Terkait adanya laporan gugatan dari pasangan Appi-Cicu, pengamat Pemerintahan, Luhur Prianto menilai peristiwa ini menjadi tantangan pihak Panwaslu Makassar untuk menggali kasus gugatan tersebut dalam proses persidangan yang berjalan. Untuk selanjutnya Panwaslu mengambil keputusan yang benar-benar adil.
“Saya kira ini bagian dari ajang Panwaslu Makassar untuk melihat bukti dari kedua belah pihak, dalam proses sidang yang terjadi beberapa hari ini. Panwaslu pasti profesional dalam kasus ini, apalagi kasus ini dapat berakibat pada didiskualifikasinya paslon,” kata Luhur, yang juga akademisi Unismuh Makassar.

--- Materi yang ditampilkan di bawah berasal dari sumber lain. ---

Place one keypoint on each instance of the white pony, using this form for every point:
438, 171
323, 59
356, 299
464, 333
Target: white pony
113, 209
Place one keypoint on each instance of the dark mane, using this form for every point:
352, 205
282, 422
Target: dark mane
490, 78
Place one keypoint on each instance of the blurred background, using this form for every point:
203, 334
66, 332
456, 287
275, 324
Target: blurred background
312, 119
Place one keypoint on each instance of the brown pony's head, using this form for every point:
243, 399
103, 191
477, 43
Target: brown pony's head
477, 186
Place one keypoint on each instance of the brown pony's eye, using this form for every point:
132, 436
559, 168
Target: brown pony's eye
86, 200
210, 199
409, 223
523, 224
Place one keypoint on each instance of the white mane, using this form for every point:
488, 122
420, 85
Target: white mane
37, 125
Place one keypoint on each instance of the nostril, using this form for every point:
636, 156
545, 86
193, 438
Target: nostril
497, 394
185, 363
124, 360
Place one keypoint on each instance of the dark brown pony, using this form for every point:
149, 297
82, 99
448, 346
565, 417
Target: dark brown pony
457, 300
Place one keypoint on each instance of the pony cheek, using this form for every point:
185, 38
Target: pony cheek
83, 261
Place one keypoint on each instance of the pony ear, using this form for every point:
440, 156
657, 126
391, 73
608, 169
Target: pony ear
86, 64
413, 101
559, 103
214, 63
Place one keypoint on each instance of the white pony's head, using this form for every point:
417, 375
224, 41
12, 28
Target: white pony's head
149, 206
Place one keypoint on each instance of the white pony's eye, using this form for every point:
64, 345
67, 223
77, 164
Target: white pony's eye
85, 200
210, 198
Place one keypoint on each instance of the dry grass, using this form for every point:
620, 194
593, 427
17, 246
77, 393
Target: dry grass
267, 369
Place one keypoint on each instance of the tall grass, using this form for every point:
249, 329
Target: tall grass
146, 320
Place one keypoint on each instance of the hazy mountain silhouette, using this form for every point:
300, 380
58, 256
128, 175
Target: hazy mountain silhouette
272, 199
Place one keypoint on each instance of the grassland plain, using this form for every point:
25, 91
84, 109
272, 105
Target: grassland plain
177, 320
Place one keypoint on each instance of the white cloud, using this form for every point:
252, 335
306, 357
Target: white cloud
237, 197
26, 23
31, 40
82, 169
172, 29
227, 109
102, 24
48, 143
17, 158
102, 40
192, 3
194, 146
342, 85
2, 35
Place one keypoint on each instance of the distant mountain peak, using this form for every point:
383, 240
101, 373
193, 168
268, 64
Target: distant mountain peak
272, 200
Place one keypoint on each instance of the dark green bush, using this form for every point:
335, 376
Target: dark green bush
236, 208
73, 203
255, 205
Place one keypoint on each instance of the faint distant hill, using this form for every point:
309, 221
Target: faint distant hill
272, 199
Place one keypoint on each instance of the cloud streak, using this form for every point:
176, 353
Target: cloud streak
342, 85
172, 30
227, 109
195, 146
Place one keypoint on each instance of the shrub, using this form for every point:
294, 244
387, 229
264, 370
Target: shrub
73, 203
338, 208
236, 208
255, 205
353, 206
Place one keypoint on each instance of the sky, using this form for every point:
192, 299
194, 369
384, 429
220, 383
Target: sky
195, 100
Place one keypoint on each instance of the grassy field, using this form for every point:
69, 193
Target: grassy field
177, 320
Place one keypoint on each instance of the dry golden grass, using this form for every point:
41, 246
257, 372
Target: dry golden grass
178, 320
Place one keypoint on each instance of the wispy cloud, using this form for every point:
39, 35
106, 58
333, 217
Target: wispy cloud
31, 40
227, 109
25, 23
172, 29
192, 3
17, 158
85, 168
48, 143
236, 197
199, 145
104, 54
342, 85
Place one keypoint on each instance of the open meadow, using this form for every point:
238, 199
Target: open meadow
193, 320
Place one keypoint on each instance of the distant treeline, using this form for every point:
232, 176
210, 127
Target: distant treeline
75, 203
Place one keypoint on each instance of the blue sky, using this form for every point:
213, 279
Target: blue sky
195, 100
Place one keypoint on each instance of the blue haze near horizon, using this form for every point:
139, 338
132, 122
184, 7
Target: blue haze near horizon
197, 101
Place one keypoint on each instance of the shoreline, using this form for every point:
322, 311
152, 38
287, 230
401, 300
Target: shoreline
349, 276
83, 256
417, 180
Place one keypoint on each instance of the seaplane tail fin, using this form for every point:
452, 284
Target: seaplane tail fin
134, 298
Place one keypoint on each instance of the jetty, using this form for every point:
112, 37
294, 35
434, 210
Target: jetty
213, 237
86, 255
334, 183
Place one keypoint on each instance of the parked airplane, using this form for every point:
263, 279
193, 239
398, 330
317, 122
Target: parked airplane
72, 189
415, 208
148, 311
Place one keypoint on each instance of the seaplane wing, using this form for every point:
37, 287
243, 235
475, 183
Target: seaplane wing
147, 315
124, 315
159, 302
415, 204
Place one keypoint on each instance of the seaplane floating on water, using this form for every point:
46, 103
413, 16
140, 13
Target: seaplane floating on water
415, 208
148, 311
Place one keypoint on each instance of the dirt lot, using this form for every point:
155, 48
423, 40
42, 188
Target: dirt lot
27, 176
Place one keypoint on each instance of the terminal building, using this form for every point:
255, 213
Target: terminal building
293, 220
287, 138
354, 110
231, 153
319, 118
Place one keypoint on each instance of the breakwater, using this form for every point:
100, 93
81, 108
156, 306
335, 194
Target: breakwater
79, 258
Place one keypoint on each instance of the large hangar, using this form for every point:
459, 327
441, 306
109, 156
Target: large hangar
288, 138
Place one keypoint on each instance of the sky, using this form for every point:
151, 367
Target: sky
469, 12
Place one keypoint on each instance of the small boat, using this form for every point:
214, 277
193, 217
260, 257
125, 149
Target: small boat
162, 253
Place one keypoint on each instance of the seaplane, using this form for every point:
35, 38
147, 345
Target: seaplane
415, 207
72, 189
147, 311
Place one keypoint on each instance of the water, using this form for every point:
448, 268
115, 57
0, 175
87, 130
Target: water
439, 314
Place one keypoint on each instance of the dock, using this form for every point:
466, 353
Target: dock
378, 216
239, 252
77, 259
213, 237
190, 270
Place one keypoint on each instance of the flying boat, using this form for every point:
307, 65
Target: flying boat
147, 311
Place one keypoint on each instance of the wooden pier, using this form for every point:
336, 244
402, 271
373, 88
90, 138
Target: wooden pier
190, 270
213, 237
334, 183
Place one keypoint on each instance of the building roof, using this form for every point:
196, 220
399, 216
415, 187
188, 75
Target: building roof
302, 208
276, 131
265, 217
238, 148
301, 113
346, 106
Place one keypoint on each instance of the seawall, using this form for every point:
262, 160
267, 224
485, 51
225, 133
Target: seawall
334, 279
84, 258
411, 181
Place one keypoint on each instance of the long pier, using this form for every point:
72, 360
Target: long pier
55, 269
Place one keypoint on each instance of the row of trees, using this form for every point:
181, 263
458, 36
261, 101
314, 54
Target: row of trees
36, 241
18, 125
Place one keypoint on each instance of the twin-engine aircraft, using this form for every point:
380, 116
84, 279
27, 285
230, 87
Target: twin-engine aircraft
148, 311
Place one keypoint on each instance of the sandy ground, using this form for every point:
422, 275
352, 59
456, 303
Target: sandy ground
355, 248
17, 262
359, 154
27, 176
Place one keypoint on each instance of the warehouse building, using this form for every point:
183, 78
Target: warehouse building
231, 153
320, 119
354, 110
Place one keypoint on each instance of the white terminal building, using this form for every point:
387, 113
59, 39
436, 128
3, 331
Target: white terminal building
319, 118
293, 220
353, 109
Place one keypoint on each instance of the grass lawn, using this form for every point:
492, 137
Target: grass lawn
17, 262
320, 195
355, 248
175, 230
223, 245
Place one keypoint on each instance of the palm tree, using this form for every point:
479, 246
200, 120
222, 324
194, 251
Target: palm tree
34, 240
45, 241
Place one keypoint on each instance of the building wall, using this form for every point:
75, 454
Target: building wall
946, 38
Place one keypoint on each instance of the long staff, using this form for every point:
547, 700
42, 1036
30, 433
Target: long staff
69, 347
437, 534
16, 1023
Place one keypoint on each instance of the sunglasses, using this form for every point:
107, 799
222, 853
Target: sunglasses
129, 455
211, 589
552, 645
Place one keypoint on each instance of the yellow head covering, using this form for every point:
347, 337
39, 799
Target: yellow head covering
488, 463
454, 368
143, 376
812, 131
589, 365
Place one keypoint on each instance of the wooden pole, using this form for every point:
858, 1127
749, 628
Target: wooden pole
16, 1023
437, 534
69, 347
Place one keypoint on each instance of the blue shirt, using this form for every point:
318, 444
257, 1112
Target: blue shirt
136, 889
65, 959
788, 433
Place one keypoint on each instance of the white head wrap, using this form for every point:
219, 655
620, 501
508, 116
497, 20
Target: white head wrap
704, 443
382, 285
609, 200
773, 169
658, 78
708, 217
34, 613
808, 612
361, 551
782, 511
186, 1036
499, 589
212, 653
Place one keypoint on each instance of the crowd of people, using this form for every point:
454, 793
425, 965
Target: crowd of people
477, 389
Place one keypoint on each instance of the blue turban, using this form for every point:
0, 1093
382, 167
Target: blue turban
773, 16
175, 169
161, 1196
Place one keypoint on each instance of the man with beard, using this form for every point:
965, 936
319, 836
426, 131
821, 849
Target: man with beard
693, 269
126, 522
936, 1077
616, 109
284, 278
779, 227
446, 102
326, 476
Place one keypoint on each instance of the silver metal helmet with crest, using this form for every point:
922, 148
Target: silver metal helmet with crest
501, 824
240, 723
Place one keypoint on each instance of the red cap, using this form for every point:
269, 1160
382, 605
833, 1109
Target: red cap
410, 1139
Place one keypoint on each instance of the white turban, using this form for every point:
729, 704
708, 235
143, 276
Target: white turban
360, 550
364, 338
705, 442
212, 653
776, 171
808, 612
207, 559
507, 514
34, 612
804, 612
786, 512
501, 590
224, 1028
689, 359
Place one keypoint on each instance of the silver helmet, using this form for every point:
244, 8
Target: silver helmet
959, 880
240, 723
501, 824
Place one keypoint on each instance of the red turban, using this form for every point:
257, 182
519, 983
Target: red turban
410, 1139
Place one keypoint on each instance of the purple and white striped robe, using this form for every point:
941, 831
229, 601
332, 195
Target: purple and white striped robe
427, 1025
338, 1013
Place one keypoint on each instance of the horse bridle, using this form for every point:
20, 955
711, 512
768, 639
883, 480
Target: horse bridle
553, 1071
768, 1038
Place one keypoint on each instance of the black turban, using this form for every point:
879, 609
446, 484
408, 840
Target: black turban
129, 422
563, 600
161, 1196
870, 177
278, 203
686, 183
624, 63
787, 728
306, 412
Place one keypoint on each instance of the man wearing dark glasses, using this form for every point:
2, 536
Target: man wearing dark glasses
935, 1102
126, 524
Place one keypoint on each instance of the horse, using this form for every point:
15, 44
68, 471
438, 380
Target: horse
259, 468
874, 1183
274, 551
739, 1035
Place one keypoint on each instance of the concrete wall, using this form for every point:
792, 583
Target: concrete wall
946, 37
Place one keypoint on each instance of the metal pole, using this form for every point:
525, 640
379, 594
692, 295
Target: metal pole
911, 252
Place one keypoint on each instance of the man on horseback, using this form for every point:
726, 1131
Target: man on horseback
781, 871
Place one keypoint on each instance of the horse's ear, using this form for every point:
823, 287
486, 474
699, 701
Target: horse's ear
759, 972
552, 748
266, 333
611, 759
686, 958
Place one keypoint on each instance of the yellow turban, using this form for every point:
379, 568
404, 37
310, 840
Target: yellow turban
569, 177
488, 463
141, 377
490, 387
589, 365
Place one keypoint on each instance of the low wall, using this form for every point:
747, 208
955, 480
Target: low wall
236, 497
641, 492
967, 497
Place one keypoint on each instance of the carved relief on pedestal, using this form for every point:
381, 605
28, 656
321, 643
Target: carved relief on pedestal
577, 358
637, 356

Fenomena incumbent atau petahana menggunakan kewenangan program dan kegiatan yang dianggap menguntungkan dirinya umum terjadi di daerah yang incumbentnya maju di Pilkada. Praktik tersebut dilakukan incumbent untuk kepentingan elektoral atau keterpilihannya.
Itulah sebabnya, ada undang-undang yang mengatur masalah tersebut. Aturan itu tertuang dalam UU Nomor 10 tahun 2016, Pasal 71 ayat 3 junto pasal 89 ayat 2 tahun 2017.
“Jika terbukti (incumbent-red) melanggar kewenangan dan program dilaksanakan secara terstruktur dan terjadinya sampai sekarang, maka sanksinya berat, yang bersangkutan dapat didiskualifikasi atau pembatalan sebagai calon,” jelas Luhur.
Dalam sengketa ini, Tim Hukum Appi-Cicu menggugat keputusan KPU Makassar. Kuasa Hukum Appi-Cicu, Anwar Ilyas, saat dikonfirmasi, Jumat (23/2/2018) menerangkan, pihaknya memasukkan gugatan pembatalan pencalonan DIAmi. Gugatan itu didasari pada beberapa macam dan jenis pelanggaran yang diduga dilakukan Danny Pomanto selaku Calon Wali Kota yang berstatus petahana.
“Kami melihat ada unsur yang digunakan Danny Pomanto sebagai petahana dengan menggunakan kekuasaannya dalam Pemerintahan yang menguntungkan dirinya sebagai calon Wali Kota,” jelas Anwar.
Item yang dimaksud yakni memanfaatkan jabatan Wali Kota dalam hal pembagian handphone kepada RT/RW dan proses pengangkatan dan pemberian SK tenaga kontrak yang dinilai sarat politik.
“Selain itu DIAmi juga dianggap menggunakan tagline 2x+✅ yang merupakan tagline Pemerintah Kota Makassar berdasarkan Rencana Program Jangka Menengah Daerah (RPJMD),” pungkasnya. (*)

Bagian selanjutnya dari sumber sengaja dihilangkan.